Bug 776

Summary: Documentation of designs, code, processes, and other relevant things as needed
Product: Libre-SOC's second ASIC Reporter: Jacob Lifshay <programmerjake>
Component: source codeAssignee: Luke Kenneth Casson Leighton <lkcl>
Status: CONFIRMED ---    
Severity: enhancement CC: andy.miroshnikov, ghostmansd, libre-soc-bugs, lkcl, programmerjake, shriya.sharma
Priority: ---    
Version: unspecified   
Hardware: Other   
OS: Linux   
See Also: https://bugs.libre-soc.org/show_bug.cgi?id=1152
NLnet milestone: NLnet.2021.02A.052.CryptoRouter total budget (EUR) for completion of task and all subtasks: 8000
budget (EUR) for this task, excluding subtasks' budget: 0 parent task for budget allocation: 589
child tasks for budget allocation: 968 1006 1158 1166 The table of payments (in EUR) for this task; TOML format:
Bug Depends on: 809    
Bug Blocks: 589    

Description Jacob Lifshay 2022-02-15 06:49:56 GMT
In order to make it more likely for our project to be understandable and useful,
documentation of designs, code, processes, and other relevant things is necessary.
ISA Standard creation and submission covered by bug #952
Comment 1 Luke Kenneth Casson Leighton 2023-09-05 04:53:08 BST
konstantinos i am assigning this bugreport to you as a reminder to
add an ed25519 sub-bug, and also to discuss who is going to
add/document a "bigint long-multiply REMAP Schedule" that i
need to sketch an outline for, as well. as jacob has done
a Prefix-Sum REMAP a few months back he can guide on doing it.
Comment 2 Jacob Lifshay 2023-09-05 05:00:50 BST
(In reply to Luke Kenneth Casson Leighton from comment #1)
> konstantinos i am assigning this bugreport to you as a reminder to
> add an ed25519 sub-bug, and also to discuss who is going to
> add/document a "bigint long-multiply REMAP Schedule" that i
> need to sketch an outline for, as well. as jacob has done
> a Prefix-Sum REMAP a few months back he can guide on doing it.

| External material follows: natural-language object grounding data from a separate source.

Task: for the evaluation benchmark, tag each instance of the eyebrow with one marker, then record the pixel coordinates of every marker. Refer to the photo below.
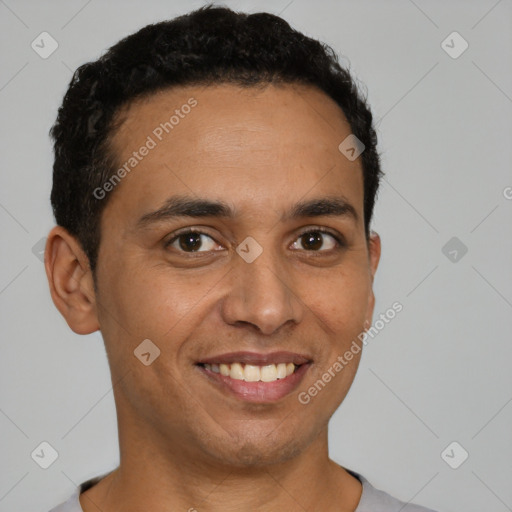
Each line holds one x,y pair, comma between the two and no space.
184,206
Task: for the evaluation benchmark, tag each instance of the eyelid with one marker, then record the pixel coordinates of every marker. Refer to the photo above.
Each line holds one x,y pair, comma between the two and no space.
338,237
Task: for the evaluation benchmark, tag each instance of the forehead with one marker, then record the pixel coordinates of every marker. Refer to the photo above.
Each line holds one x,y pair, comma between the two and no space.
263,144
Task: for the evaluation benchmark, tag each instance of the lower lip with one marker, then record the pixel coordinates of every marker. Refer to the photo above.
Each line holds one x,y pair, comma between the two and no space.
258,392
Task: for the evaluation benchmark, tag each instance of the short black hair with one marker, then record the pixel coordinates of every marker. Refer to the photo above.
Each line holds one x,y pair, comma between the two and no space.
210,45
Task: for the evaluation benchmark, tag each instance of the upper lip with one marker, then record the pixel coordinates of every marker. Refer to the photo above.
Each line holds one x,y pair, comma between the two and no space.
256,358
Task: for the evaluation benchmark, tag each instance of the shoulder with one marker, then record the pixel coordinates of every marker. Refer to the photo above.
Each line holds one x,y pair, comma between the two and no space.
373,499
73,503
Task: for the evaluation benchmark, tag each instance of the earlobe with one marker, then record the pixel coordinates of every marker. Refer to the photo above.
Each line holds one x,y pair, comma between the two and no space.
374,250
70,280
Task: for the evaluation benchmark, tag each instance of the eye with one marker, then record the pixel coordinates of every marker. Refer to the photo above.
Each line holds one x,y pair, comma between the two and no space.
192,241
314,239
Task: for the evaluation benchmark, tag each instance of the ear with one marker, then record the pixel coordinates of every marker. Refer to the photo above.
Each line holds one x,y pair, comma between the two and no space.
374,248
70,280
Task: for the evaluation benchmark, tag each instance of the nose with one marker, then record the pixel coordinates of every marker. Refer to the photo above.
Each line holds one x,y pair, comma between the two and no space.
261,294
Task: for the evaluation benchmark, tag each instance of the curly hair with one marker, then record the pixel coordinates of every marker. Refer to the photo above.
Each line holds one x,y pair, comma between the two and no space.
210,45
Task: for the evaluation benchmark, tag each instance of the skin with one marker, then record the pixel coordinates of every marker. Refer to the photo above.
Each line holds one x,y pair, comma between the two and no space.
185,444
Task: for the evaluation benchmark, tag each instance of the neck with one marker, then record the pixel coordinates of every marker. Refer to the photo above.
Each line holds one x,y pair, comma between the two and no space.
159,472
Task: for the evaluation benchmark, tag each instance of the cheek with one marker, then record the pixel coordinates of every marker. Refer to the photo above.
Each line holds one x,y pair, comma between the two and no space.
340,301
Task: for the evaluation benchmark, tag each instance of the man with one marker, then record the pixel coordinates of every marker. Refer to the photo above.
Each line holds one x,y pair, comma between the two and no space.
214,183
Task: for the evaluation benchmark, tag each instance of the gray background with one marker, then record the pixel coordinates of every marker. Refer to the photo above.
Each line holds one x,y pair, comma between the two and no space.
439,372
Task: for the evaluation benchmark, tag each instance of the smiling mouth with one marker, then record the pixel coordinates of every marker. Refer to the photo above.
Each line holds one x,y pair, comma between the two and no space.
255,378
252,373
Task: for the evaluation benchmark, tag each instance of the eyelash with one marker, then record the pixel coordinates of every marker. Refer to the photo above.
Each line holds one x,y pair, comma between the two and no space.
338,239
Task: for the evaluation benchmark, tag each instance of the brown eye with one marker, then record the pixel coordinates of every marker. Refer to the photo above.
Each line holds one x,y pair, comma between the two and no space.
314,240
192,241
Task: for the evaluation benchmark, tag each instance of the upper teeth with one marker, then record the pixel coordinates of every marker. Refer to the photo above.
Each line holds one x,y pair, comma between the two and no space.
253,373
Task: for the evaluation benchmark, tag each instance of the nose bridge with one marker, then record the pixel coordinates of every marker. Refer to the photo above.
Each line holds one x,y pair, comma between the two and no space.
261,293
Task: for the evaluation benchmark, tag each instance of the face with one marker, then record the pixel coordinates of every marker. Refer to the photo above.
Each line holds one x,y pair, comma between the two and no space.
265,255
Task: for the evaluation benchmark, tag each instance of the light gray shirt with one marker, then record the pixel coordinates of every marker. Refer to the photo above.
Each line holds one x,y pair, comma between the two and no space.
372,500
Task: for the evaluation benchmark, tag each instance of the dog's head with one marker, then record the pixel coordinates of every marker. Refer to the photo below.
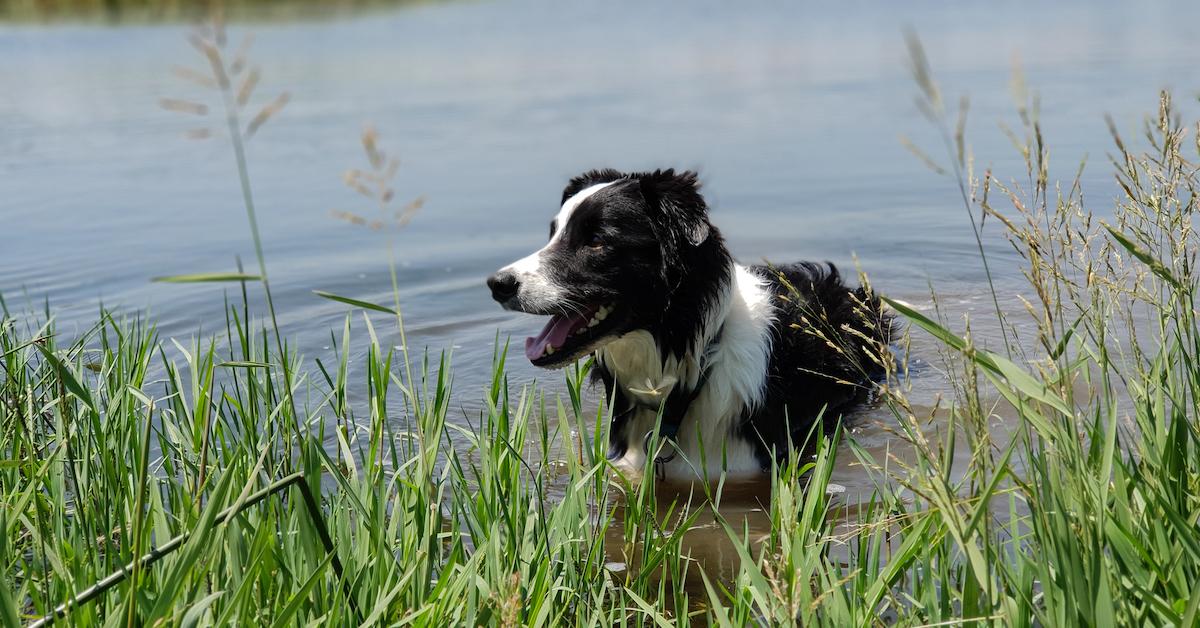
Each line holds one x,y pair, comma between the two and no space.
619,249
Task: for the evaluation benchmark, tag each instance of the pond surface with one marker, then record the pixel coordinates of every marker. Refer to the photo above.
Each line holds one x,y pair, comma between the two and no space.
792,117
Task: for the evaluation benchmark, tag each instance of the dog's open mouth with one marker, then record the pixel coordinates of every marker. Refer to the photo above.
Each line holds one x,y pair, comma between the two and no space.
564,335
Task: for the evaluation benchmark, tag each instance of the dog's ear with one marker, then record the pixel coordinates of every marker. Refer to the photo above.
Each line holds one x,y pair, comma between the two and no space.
677,197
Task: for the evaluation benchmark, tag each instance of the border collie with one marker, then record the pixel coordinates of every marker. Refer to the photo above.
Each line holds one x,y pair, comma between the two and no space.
737,362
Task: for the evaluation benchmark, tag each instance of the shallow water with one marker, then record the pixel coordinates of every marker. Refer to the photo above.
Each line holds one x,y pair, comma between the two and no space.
792,117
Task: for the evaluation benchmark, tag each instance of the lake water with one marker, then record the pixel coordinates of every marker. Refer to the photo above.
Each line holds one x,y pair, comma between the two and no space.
791,114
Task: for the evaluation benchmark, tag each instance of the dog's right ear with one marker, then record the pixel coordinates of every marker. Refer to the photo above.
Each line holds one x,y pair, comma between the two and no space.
677,197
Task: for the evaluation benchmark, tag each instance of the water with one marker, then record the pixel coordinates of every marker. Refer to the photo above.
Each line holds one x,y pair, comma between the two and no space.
792,115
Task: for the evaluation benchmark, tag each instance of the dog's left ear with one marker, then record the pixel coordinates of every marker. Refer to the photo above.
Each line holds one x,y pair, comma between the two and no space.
677,196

unfortunately, because a long-multiply needs 2 kinds of insns (carrying-wide-madd and carrying-add), you can't easily do that as a REMAP schedule. Additionally, it is substantially faster to use Karatsuba multiplication once you get inputs more than a few hundred bits wide (and other more complex algorithms for wider multiplies).
Comment 3 Konstantinos Margaritis (markos) 2023-09-05 18:21:33 BST
(In reply to Jacob Lifshay from comment #2)
> unfortunately, because a long-multiply needs 2 kinds of insns
> (carrying-wide-madd and carrying-add), you can't easily do that as a REMAP
> schedule. Additionally, it is substantially faster to use Karatsuba
> multiplication once you get inputs more than a few hundred bits wide (and
> other more complex algorithms for wider multiplies).

I would pick the simplest and fastest to implement long-multiply method for this one, speed is not a requirement. We can always optimize later.
Comment 4 Jacob Lifshay 2023-09-05 18:50:47 BST
(In reply to Konstantinos Margaritis (markos) from comment #3)
> (In reply to Jacob Lifshay from comment #2)
> > unfortunately, because a long-multiply needs 2 kinds of insns
> > (carrying-wide-madd and carrying-add), you can't easily do that as a REMAP
> > schedule. Additionally, it is substantially faster to use Karatsuba
> > multiplication once you get inputs more than a few hundred bits wide (and
> > other more complex algorithms for wider multiplies).
> 
> I would pick the simplest and fastest to implement long-multiply method for
> this one, speed is not a requirement. We can always optimize later.

yes, except that the stuff that's going into the PowerISA spec. needs to actually be as fast as we can make it since it's for forever, not just for the crypto-router.

imho doing REMAP for just O(n^2) multiply is fine (except for the complexity due to multiple different insns), since Karatsuba multiplication can just run those insns a bunch of times.
Comment 5 Luke Kenneth Casson Leighton 2023-09-05 19:06:05 BST
(In reply to Konstantinos Margaritis (markos) from comment #3)

> I would pick the simplest and fastest to implement long-multiply method for
> this one, speed is not a requirement. We can always optimize later.

the top priority for the embedded application which is commercially
confidential is to fit within 1 to 2 L1 cache lines.

that is *real* tight.

optimisation for "speed" is very low priority indeed.

Knuth Algorithms D and M are perfectly fine and Jacob and I already
did the conversion when doing the madd dsld and divmod instructions.

but for ed25519 a totally different approach is needed because they
did carry-save.  please read the edited comment on that, raise the
bugreports so i can properly fill them in.